I'm a little surprised by this...I'm going to dig more into the story. The reason I'm surprised is that the Caribbean was more relaxed about such issues. The next year, in spring 1948, the Dodgers trained in the Dominican Republic. Jackie and Dan Bankhead encountered no problems at the Hotel Jaragua. It was the first time that black and white ballplayers stayed at the same hotel.
musial6
01-24-2009, 02:37 PM
I'm a little surprised by this...I'm going to dig more into the story. The reason I'm surprised is that the Caribbean was more relaxed about such issues. The next year, in spring 1948, the Dodgers trained in the Dominican Republic. Jackie and Dan Bankhead encountered no problems at the Hotel Jaragua. It was the first time that black and white ballplayers stayed at the same hotel.
So, if 1948 "was the first time that black and white ballplayers stayed at the same hotel," where do you think Jackie stayrd in 1947?
VIBaseball
01-24-2009, 04:45 PM
So, if 1948 "was the first time that black and white ballplayers stayed at the same hotel," where do you think Jackie stayrd in 1947?
Do you mean during the regular season, musial6? As you established at the top of this thread (and I've seen other sources to confirm), Jackie's quarters were at the Hotel Boston while the other Dodgers were at the Nacional.
VIBaseball
02-11-2009, 07:52 AM
Here is an excellent article by Cuban baseball author Roberto González Echevarría in Spring Training Magazine (1996). It's all about the '47 Dodgers and their Havana experience.
http://www.springtrainingmagazine.com/history3.html
The key quote on why Jackie and the other black players were at the Hotel Boston:
The soon-to-be Dodgers of black descent did not stay at the Nacional, but at the Hotel Boston in old Havana while their minor-league teammates stayed in the dormitories of the Havana Military Academy, a prep-school. Since major hotels in Havana did not accommodate blacks, the Boston was the place where American blacks had been staying for decades when they performed in the Cuban winter league. This was no Hotel Nacional. To Robinson, Roy Campanella (who had played in Cuba), and Don Newcombe (who would), this was aggravation as well as insult. Robinson was irate when he discovered that the segregation was due not just to Cuban customs but to arrangements made by the Dodgers. Rickey wanted no chance of racial incident in the Dodger or Royal camp. However, the Boston did provide a haven from an atmosphere at the Nacional that would have been tense if not hostile. Its environs were friendly, familiar and had over the years built a kind of support system for these players.
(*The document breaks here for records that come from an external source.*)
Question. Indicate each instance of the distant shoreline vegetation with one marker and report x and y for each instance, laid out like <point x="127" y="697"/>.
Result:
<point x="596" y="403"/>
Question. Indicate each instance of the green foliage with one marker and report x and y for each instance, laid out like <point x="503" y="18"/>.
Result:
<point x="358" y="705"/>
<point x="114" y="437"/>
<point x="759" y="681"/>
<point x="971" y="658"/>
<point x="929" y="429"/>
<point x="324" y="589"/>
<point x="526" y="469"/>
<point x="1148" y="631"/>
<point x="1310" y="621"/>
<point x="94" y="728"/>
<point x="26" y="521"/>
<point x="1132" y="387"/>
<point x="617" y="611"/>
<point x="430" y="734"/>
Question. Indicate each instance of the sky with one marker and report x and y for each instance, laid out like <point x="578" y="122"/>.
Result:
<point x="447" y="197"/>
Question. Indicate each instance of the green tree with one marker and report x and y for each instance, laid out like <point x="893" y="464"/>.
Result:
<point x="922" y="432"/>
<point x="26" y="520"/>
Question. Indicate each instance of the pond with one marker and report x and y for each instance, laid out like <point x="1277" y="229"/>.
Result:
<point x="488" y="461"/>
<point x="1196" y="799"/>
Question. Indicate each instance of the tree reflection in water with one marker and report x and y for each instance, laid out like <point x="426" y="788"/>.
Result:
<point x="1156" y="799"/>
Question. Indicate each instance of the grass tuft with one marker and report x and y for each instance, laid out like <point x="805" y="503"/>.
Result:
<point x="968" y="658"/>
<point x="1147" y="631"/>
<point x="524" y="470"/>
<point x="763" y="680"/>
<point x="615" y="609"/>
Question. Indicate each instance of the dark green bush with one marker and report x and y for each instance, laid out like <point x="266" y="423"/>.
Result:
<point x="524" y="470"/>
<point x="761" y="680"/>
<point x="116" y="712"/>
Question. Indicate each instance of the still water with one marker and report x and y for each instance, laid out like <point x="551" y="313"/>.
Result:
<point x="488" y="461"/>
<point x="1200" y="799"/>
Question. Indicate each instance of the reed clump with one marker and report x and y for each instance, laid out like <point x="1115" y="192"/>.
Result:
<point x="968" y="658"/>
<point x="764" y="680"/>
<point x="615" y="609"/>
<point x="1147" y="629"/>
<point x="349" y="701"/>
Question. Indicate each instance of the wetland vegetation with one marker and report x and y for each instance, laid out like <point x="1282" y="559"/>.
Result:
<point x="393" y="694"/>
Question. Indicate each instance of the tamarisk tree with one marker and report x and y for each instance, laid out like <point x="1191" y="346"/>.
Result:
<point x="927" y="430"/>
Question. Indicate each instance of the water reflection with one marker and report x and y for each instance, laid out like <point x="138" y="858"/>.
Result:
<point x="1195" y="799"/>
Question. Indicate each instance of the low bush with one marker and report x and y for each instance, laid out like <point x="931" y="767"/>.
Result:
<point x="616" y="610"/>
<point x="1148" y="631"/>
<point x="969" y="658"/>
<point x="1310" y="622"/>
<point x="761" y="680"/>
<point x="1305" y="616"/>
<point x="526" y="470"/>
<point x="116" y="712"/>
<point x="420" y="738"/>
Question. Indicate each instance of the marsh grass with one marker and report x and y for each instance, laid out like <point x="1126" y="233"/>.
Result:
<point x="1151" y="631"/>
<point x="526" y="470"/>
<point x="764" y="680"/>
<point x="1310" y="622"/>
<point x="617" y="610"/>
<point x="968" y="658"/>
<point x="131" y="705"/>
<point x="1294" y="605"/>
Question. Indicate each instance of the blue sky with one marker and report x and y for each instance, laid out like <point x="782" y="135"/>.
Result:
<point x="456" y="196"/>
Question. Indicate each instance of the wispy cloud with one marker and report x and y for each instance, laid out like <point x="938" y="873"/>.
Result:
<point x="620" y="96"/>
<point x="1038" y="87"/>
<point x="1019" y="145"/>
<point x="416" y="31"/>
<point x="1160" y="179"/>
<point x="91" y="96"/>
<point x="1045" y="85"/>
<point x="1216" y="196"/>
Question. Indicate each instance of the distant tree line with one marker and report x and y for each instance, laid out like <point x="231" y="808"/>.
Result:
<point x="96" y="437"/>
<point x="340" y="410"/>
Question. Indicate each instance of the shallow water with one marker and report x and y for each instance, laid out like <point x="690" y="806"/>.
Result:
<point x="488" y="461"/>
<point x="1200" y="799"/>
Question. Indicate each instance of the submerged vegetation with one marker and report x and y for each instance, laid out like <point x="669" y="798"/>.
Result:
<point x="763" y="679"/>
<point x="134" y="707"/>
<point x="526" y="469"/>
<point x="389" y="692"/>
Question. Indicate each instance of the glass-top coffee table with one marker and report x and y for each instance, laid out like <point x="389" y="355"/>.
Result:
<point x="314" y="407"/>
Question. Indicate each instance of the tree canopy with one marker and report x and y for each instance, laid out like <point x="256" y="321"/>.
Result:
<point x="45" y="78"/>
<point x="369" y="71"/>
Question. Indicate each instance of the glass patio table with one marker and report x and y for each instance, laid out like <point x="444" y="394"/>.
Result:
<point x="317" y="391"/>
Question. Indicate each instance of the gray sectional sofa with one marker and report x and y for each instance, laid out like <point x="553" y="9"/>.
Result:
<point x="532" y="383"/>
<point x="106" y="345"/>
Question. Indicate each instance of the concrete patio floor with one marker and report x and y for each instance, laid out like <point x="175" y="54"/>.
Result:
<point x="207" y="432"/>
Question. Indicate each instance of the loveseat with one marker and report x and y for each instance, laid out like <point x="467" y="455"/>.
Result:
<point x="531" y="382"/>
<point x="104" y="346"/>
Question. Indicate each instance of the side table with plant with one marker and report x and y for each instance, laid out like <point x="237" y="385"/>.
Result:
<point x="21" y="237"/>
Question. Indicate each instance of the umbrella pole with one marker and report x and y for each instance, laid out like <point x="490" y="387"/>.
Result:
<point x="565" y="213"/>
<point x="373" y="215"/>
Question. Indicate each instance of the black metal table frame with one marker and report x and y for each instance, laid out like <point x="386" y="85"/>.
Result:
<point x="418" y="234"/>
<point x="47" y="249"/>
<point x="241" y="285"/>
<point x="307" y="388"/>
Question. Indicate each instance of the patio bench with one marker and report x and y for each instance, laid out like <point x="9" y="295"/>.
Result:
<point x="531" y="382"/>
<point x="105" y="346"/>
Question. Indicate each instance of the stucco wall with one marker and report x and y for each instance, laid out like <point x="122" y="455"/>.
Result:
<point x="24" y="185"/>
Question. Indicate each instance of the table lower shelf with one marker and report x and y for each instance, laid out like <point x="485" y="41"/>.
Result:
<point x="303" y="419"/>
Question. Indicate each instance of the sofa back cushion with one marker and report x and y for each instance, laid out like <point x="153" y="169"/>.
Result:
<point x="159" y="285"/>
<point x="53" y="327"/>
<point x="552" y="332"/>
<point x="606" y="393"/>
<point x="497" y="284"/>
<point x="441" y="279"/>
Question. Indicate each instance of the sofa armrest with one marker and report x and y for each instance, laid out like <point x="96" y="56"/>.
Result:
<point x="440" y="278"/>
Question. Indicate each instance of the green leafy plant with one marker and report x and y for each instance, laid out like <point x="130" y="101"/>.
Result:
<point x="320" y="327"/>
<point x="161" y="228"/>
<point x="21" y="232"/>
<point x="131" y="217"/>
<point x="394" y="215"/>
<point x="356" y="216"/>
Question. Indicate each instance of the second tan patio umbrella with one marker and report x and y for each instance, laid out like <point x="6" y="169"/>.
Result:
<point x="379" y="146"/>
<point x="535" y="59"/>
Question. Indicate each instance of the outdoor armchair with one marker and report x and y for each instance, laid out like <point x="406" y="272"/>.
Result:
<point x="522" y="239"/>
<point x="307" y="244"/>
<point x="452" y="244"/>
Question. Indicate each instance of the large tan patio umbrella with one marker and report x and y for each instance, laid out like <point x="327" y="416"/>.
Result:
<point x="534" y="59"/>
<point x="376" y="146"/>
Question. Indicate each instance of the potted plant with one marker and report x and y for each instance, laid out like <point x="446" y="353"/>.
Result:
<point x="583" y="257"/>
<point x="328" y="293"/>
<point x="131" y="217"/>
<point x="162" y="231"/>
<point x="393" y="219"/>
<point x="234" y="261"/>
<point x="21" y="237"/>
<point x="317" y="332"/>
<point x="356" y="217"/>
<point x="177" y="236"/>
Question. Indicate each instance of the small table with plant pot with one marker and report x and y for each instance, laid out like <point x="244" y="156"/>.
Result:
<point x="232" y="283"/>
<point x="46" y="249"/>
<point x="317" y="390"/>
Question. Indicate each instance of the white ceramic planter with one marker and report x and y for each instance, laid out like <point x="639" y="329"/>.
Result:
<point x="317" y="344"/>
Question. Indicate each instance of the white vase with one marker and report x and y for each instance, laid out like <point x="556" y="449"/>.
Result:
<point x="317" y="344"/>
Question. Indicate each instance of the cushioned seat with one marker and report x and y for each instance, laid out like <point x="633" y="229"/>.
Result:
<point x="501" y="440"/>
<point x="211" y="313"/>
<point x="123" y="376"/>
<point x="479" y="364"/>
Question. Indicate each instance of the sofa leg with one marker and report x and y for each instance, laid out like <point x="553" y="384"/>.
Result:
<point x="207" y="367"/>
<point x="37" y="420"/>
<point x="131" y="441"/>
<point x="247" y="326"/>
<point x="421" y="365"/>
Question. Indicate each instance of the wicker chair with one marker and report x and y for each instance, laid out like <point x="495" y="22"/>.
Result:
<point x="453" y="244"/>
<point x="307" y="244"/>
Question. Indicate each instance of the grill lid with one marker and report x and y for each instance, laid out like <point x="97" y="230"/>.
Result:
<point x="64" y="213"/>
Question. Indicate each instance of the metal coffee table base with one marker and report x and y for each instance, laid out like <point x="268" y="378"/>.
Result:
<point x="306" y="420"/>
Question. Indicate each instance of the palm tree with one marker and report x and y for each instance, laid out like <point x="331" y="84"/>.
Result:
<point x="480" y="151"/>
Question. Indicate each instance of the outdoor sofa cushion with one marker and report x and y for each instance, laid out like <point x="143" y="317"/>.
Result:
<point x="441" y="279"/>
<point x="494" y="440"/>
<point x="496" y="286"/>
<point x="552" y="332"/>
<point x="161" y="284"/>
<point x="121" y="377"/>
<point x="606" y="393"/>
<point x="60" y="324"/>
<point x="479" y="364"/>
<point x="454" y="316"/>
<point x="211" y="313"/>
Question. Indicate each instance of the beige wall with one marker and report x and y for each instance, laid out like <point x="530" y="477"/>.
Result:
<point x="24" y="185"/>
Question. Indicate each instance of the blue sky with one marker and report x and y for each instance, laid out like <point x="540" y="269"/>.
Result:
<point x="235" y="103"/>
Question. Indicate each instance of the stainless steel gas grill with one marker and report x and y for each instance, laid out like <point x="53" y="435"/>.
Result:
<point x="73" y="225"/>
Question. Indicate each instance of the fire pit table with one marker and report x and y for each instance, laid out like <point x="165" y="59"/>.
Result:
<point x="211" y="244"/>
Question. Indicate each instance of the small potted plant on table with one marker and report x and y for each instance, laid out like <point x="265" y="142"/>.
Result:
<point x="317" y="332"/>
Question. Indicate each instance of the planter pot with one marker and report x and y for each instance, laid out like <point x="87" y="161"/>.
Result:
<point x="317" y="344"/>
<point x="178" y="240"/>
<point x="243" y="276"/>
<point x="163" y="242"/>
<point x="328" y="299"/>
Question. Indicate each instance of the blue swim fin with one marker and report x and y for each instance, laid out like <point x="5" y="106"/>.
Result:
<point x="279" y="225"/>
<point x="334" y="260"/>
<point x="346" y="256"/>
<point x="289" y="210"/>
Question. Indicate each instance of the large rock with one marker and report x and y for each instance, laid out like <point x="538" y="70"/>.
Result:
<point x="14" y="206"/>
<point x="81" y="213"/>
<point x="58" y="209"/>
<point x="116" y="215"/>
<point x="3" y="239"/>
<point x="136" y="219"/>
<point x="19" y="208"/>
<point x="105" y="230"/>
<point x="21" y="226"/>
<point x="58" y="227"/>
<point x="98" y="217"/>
The Dodgers were making use of a baseball infrastructure in Cuban society that had been building for nearly 100 years.
VIBaseball
02-25-2009, 08:56 AM
I ran across a reference in an ESPN.com article about a return to Havana by the Dodgers in 1959. This was something I hadn't heard about, so I looked further.
http://news.google.com/newspapers?id=iqsJAAAAIBAJ&sjid=aDEDAAAAIBAJ&pg=7195,2331502&dq=brooklyn-dodgers+havana
I went back to the article quoted in the post above, and I hadn't gotten to the ending:
"The Dodgers did return to Cuba once, in March of 1959, after revolutionary forces toppled Batista in January. Heavy rains in Florida prompted the Dodgers to come to Havana with the Cincinnati Reds for an unscheduled weekend series. I found out by word of mouth and rushed to Gran Stadium to witness my first major-league game. Dick Gray, a reserve Dodger infielder, hit a foul ball that I caught in the stands amidst a crowd of barbudos, (bearded) rebels from the hills of Sierra Maestra. The next day one rebel was kind enough to go through the dugouts and have it signed for me by both teams. It still sits on one of my shelves, and though the signatures have faded, I can still make out Sandy Koufax, Duke Snider, Pee Wee Reese, Don Drysdale, and dream."
By then the team was in L.A., but the Brooklyn presence on the roster was still strong.